As good as Firefox 9 is, there are Firefox developers who are worried that add-ons and extensions can break the reasons for using Firefox, permanently. “I fear that we are frustrating our users with extensions, which ought to be one of Firefox’s greatest strengths,” wrote Benjamin Smedberg in a blog post. Across all of its influencers and developers, who remain very open about their opinions inside Mozilla, Mozilla delivers a picture of significant construction sites that stretch from core issues such as old and unaddressed bugs in Firefox to the perception that Google is now the primary threat to Mozilla. Robert O’Callahan complains that Google is telling developers to develop for Chrome first. He notes that Google is promoting proprietary technologies such as SPDY or NaCL, which hurt the interests of the open web and, ultimately, Mozilla. However, O’Callahan misses the fact that Google is pushing these technologies not against the web or against Mozilla. SPDY and NaCl are, specifically, platform-complementing technologies that help Chrome compete against Microsoft Windows in a platform environment that is driven by cloud services. These are not technologies that impact the evolution of the Internet, but as an opportunity for Google to attack Microsoft at its core strength. This battle has moved beyond the browser more than a year ago.

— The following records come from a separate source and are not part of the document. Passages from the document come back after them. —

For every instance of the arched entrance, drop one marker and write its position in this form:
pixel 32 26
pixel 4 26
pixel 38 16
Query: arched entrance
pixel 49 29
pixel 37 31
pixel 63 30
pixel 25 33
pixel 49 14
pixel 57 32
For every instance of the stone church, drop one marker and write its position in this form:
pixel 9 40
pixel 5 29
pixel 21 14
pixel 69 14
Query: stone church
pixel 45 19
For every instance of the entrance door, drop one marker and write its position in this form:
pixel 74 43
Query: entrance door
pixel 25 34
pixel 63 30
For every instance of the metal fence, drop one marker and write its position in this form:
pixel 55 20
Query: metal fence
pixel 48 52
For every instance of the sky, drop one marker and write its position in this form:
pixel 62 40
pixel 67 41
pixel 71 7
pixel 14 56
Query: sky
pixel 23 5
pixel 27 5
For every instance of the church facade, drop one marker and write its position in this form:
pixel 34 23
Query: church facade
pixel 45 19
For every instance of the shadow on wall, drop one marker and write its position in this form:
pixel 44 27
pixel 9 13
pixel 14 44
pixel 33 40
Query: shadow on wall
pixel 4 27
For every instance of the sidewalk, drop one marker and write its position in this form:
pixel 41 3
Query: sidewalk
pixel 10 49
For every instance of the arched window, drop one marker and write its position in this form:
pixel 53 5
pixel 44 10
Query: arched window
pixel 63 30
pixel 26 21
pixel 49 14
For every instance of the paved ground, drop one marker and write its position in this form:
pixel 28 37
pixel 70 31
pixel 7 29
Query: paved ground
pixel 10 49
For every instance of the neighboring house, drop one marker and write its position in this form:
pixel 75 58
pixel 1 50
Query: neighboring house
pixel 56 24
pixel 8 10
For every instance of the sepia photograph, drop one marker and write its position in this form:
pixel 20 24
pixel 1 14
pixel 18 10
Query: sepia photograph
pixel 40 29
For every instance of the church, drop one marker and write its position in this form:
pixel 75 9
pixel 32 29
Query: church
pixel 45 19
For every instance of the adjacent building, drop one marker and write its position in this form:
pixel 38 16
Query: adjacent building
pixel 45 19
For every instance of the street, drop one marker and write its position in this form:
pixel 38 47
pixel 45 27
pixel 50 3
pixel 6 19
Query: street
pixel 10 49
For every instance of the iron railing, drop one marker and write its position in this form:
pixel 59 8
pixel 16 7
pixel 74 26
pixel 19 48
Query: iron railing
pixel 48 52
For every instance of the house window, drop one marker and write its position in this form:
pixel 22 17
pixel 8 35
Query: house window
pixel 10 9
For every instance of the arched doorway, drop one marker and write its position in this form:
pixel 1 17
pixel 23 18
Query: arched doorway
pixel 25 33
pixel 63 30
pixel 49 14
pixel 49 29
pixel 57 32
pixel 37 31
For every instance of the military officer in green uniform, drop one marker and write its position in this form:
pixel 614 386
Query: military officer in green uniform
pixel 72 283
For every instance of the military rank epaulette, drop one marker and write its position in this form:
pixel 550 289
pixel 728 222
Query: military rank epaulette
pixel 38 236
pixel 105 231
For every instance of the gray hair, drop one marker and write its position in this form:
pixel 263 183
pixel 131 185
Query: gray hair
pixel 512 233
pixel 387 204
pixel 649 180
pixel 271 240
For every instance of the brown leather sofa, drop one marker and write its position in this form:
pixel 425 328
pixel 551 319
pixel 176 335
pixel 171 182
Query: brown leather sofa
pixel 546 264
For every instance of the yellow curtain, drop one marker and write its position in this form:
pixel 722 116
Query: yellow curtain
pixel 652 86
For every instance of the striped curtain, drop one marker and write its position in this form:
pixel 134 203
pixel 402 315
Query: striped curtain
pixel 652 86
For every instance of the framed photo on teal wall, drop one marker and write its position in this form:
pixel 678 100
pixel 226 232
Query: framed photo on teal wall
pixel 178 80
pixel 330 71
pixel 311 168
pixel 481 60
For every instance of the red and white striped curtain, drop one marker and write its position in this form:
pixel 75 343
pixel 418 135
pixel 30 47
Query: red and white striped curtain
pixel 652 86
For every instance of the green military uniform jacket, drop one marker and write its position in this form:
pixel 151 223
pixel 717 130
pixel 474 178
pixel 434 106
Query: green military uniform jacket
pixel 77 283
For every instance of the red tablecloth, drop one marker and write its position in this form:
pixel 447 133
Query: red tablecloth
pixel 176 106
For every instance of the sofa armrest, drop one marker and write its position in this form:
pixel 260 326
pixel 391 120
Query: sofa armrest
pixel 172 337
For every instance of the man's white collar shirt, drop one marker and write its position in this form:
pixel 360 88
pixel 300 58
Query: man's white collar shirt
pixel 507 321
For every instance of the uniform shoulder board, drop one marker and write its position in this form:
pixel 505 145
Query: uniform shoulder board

Just like O’Callahan, Mozilla’s director of Firefox engineering, Jonathan Nightingale is also aware of the threat of walled gardens. He makes the case that the rapid release process is helping Mozilla to stay competitive, but Nightingale discusses an element that has not been considered often enough at Mozilla recently: Clarity. “We, everyone in the Mozilla community, all of us, need to communicate with clarity and sensitivity,” he writes. “We need to help the people who support our mission to understand why these changes are essential. We need to keep listening, and adjusting as we learn. We need to, and we will.”

If there is one reason to panic, it is that Mozilla has a tough time communicating with its users these days. Mozilla needs to make sure again that its users understand what Mozilla does, what Firefox is and what it will be. Mozilla has the legacy, the talent and the tools to keep Google and Microsoft on its toes.

“The push to ship faster isn’t some kind of software machismo,” Nightingale writes. “We push ourselves to ship faster because the web is under threat. Amazing and innovative people are doing amazing and innovative things and right now they have a choice: build for the web, or build for the walled gardens. The web can win that fight.” There seems to be a reasonable amount of panic, or, if you prefer this word – urgency – in this last sentence, and we believe that it is exactly this attitude that will allow Mozilla to get back on track.